Первое время, пока мы на уроках занимались с букварем, слушали речи о величии социалистической родины и писали палочки, учеба казалась мне делом простым, ясным и даже интересным. Но вот, когда наступило время арифметики, я совершенно пал духом: абстрактное мышление было (да и осталось) для меня загадкою. «Два яблока плюс два яблока - сколько будет всего?» Я крепко задумывался: ну вот каких яблока - красных, зеленых или (я мысленно восхищался) нежно-розовых, узенькими вертикальными черточками постепенно переходящих в бледный такой восковой цвет. С хвостиками эти яблоки, и есть ли на хвостике такой ржаво-зеленый, свернувшийся листочек? А может это маленькие, желтенькие, почти прозрачные яблочки, называемые в наших краях ранетками? «Сколько? - спрашивала непонятливая учительница, положив горло в ладонь. - Сколько будет всего яблок?» Я решился: «А какого цвета?» Увидев, что я не кривляюсь, а в простоте души своей считаю арифметику лишь частью громадного мира, учительница попросила меня остаться с нею после уроков. Очень внимательно слушая оживленные дебаты между Анной Дмитриевной и другими, смышлеными не в пример мне, мальчиками, я стал смутно подозревать, что арифметика – это что-то самостоятельное, чему подход нужен особый. Там надо как-то по-особому думать, а думать я умел только, сопоставляя то, что видели глаза, слушали уши или о чем неуверенно догадывалась, неопытная и почти все преувеличивающая душа.

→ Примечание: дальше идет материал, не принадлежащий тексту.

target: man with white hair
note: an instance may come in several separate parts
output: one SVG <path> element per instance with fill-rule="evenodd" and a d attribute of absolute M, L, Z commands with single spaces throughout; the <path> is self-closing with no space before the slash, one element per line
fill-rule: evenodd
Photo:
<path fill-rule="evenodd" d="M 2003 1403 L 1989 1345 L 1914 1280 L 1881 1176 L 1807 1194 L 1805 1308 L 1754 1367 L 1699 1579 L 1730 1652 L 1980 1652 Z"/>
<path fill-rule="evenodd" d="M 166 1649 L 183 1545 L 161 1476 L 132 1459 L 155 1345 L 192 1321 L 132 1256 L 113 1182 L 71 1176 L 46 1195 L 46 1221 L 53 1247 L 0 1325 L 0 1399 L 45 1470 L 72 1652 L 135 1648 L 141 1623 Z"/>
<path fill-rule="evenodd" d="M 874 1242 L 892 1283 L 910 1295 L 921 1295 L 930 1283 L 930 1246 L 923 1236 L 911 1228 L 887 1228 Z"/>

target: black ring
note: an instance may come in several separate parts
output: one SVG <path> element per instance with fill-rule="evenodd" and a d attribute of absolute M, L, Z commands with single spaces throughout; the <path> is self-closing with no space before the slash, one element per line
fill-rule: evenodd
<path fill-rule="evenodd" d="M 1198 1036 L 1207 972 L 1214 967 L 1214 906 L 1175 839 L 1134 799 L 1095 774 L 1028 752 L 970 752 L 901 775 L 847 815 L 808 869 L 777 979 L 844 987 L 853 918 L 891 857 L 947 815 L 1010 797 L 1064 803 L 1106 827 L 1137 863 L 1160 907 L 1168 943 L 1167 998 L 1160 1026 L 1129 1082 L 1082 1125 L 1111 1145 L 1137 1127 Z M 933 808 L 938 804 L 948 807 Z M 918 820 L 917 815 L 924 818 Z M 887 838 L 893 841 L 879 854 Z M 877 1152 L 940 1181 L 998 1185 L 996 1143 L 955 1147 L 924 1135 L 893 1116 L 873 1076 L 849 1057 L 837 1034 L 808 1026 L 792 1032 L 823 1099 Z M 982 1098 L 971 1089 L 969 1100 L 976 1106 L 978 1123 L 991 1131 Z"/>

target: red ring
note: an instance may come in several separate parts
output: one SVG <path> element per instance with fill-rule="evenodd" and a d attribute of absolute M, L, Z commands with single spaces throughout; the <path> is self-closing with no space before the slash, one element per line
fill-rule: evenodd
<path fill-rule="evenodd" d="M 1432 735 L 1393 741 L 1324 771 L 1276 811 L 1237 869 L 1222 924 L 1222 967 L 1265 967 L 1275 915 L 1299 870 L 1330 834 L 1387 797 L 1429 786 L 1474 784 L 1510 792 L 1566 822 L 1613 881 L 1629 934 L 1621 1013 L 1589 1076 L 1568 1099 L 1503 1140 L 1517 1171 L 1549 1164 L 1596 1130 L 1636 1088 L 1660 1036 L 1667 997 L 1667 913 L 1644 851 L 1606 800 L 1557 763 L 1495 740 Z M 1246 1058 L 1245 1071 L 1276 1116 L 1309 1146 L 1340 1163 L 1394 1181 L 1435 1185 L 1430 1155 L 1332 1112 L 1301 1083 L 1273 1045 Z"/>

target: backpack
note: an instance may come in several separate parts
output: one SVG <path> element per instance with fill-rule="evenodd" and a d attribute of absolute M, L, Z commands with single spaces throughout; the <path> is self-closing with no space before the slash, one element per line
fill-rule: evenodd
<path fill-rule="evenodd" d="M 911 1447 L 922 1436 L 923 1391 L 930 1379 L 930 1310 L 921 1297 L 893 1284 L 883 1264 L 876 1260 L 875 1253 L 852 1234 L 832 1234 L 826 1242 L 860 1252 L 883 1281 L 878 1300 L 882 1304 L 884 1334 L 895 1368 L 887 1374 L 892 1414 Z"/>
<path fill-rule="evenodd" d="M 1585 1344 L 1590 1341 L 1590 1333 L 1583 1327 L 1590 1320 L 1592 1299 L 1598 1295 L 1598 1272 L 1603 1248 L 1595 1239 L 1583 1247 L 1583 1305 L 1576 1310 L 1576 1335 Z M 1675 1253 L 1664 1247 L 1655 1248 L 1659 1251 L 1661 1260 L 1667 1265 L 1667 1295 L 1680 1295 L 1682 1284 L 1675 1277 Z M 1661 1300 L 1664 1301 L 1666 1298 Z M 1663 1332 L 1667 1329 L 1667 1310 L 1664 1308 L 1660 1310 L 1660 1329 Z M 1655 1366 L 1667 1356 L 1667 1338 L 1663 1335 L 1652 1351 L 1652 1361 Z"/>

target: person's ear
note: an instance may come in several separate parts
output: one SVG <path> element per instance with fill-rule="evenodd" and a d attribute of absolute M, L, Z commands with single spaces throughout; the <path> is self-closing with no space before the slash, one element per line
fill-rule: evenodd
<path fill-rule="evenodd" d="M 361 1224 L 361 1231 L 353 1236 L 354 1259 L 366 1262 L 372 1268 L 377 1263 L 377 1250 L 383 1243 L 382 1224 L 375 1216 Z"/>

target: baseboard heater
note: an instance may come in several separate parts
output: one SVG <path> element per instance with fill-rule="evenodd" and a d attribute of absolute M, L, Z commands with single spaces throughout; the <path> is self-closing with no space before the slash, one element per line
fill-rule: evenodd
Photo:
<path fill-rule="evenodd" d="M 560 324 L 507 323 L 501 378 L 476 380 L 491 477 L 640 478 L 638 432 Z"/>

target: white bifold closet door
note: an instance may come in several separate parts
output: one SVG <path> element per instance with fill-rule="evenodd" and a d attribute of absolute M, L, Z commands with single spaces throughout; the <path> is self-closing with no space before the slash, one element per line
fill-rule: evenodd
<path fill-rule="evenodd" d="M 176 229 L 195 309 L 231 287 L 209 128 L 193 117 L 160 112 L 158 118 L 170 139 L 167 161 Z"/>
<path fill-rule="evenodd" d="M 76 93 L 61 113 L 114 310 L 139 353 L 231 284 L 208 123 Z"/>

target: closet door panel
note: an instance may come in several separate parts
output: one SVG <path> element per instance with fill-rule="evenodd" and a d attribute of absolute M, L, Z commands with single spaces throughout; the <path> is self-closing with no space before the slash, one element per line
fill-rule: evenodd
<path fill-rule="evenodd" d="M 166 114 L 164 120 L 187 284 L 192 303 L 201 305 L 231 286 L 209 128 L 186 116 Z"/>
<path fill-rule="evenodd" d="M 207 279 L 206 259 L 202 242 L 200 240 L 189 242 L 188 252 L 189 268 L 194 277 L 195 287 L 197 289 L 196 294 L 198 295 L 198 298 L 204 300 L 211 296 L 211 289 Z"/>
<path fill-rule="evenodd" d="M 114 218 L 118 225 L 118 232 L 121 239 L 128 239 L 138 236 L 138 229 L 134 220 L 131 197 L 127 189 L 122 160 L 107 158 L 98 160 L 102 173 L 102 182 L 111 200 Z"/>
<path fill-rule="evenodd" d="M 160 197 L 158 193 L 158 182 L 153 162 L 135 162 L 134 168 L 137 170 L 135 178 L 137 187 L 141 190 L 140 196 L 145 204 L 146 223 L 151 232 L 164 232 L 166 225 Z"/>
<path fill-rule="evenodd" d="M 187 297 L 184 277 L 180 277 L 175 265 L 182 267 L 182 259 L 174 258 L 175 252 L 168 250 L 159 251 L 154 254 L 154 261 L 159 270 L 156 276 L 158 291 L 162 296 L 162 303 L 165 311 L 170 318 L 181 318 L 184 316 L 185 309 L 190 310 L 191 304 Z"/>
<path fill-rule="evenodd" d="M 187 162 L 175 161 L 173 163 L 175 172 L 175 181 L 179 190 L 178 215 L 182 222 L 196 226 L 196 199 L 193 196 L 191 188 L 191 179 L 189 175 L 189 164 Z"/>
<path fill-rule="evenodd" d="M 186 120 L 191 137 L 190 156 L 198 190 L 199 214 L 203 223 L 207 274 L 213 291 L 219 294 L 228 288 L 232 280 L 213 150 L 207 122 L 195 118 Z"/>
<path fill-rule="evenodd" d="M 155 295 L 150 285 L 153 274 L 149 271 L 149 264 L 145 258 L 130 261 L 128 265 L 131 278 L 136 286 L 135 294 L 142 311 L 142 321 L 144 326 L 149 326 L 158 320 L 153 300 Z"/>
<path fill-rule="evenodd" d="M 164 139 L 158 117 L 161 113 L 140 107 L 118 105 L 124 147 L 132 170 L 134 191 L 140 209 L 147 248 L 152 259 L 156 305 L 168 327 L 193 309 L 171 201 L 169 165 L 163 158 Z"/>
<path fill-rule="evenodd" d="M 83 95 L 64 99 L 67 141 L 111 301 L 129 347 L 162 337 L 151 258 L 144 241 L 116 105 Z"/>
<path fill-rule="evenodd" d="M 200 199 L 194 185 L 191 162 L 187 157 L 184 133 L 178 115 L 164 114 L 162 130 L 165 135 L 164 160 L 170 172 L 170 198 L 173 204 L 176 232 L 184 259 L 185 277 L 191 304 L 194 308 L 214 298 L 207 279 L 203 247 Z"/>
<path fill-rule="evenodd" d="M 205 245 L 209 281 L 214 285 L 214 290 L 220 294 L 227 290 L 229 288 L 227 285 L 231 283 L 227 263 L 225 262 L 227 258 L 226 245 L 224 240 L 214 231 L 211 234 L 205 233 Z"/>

Оставшись наедине, Анна Дмитриевна спросила меня, играю ли я в футбол - да, а в волейбол - да. Вот, ты же не играешь в футбол по правилам волейбола. Нет, очень обрадовался я, вроде бы прозревая - нет: я понимаю, что у арифметики свои правила. «Ну, слава богу», - сказала она и стала просто интересно и понятно говорить о мире, в коем нет ничего - ни-че-го приблизительного и неясного; мире, где существуют не вещи, а их символы (знаешь, что такое символ - да) и о мире, в коем существует своя собственная абсолютная красота - красота логики и здравого смысла. Учительница достала коробочку очень красивых кругленьких палочек (усилием воли я не стал сравнивать их про себя ни с чем на свете), стала складывать их разными кучками, прибавлять, отнимать и видно было, что она сама увлеклась ясностью и точностью своих доказательств. Я обрадовался, что у Анны Дмитриевны исчезло выражение посторонней озабоченности, чем-то, и видно было, что, увлекаясь красотою арифметики, она очень хочет мне помочь. Я смотрел на нее с благодарностью, постепенно понимая правила ее любви.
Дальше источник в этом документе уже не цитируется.